Overall, I’ve found the investment and economic analysis of the financial crisis more intelligent than anything in the regular newspapers or among politicians.

One key point — made over and over again — is that the checks and balances are way out of whack. This was evident again this morning, in a Forbes discussion roundtable, featuring Barry Ritholtz of FusionIQ:

Ritholtz: I've written a book called Bailout Nation. Half of it is the study of unintentional consequences. Look at LTCM [Long-Term Capital Management] rescue. The power of the Fed bringing all these bankers into the room and knocking heads together--that's long been considered the good bailout.

But look at consequences, you had a hedge fund under-capitalized, over-leveraged and trading hard-to-sell paper. It went under. Does that sound familiar? If we had taken the hit and let everybody take their portion of the hit then maybe things would have played differently later on. The thing that cracks me up is how completely and totally parallel this is. LTCM take II.
The consequences of taking risks should be that sometimes you lose. Using government money to save risk-takers is a twofold mistakes. If losers get made good on their risks — think Fannie, Freddie and the politicians and banks that enabled them — then next time the speculators will be even more risky.

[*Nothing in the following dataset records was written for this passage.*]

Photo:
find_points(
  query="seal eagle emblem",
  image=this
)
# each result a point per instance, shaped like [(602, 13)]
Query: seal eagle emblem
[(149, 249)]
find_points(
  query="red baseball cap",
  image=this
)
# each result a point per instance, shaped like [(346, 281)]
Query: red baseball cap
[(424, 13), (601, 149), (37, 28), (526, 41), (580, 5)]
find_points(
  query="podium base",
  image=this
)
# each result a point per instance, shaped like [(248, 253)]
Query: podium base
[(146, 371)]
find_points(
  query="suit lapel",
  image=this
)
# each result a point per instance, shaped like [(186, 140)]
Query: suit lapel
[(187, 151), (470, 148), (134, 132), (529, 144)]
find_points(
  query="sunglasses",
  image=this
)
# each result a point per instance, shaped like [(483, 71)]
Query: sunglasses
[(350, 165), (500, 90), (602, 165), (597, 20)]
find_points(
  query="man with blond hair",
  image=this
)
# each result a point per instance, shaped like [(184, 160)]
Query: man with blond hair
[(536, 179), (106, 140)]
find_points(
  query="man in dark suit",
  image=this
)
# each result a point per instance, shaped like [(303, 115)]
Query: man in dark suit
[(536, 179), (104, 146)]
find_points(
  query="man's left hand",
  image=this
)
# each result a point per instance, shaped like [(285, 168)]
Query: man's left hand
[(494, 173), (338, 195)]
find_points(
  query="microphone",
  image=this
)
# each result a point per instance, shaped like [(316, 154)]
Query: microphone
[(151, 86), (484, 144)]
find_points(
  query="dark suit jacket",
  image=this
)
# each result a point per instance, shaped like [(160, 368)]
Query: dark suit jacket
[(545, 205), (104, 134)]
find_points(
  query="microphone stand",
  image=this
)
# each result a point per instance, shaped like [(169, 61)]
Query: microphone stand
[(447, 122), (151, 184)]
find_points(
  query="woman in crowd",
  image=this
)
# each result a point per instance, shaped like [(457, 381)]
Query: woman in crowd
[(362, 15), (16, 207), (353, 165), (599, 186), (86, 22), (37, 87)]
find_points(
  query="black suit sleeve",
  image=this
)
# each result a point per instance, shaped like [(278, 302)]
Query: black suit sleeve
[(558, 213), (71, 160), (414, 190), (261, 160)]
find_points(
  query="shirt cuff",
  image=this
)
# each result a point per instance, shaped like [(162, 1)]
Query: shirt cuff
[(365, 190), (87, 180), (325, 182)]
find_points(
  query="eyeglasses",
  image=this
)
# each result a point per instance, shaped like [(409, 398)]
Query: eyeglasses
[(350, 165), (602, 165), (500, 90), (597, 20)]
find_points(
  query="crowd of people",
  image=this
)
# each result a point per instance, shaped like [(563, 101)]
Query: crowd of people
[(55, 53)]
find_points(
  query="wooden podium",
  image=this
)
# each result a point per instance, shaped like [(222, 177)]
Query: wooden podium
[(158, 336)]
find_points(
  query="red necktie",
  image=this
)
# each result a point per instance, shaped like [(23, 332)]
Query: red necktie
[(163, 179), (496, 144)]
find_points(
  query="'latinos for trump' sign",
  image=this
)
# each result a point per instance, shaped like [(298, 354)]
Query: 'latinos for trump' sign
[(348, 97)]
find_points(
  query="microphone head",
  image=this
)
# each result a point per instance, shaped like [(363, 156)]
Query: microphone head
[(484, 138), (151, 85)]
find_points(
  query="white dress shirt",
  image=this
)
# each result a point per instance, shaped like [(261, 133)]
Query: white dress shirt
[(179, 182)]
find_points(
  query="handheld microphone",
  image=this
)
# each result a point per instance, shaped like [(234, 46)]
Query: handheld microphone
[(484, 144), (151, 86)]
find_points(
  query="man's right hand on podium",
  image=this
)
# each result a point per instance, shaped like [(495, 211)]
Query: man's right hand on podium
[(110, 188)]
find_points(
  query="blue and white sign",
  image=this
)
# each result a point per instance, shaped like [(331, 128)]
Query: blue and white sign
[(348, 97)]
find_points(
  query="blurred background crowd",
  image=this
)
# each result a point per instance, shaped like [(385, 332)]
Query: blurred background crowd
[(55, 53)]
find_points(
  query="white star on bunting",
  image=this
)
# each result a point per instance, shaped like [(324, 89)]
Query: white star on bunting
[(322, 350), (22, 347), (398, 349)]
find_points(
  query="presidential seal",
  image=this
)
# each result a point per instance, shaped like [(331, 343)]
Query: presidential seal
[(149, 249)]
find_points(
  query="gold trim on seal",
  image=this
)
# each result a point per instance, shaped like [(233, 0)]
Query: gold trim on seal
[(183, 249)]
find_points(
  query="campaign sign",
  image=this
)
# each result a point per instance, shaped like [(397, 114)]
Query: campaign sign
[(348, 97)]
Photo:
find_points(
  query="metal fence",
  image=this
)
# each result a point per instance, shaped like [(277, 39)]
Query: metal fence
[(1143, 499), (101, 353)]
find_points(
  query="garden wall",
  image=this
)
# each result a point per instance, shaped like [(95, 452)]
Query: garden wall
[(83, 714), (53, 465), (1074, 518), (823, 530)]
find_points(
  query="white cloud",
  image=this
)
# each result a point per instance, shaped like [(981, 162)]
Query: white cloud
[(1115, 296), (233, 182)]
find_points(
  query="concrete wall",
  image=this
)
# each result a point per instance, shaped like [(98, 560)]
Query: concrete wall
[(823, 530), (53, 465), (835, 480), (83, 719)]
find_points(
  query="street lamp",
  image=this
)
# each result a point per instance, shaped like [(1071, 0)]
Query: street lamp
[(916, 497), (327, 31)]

And then there’s the problem of OPM (Other People’s Money). If politicians freely hand out tax dollars to “save” the economy or “protect the little guy” — paid for by inflating the currency — then there’s no natural limit as to when they will stop, so the problem gets even worse.

To me, this suggests a major shift in our antitrust policies. Many of the bailouts (e.g., of the GSEs and risk-seeking investment banks) have been justified on the basis of “too big to fail.” That suggests that the government should not approve any acquisition that increases the size of a firm that is “too big to fail,” and when (not if) they do fail, the carcass of the rotten company should be dismembered and sold in parts.

The Forbes editors provided the subhead “A Recession Might Not Be So Bad,” which is not exactly what the analysts said, but certainly consistent with general macroeconomic principles. It’s impossible to stop the business cycle and pure conceit (whether by bankers, economists or politicians) to think that you can. The goal should be to use the recession to fix problems, shed inefficiencies, get the US economy ready for its next growth spurt.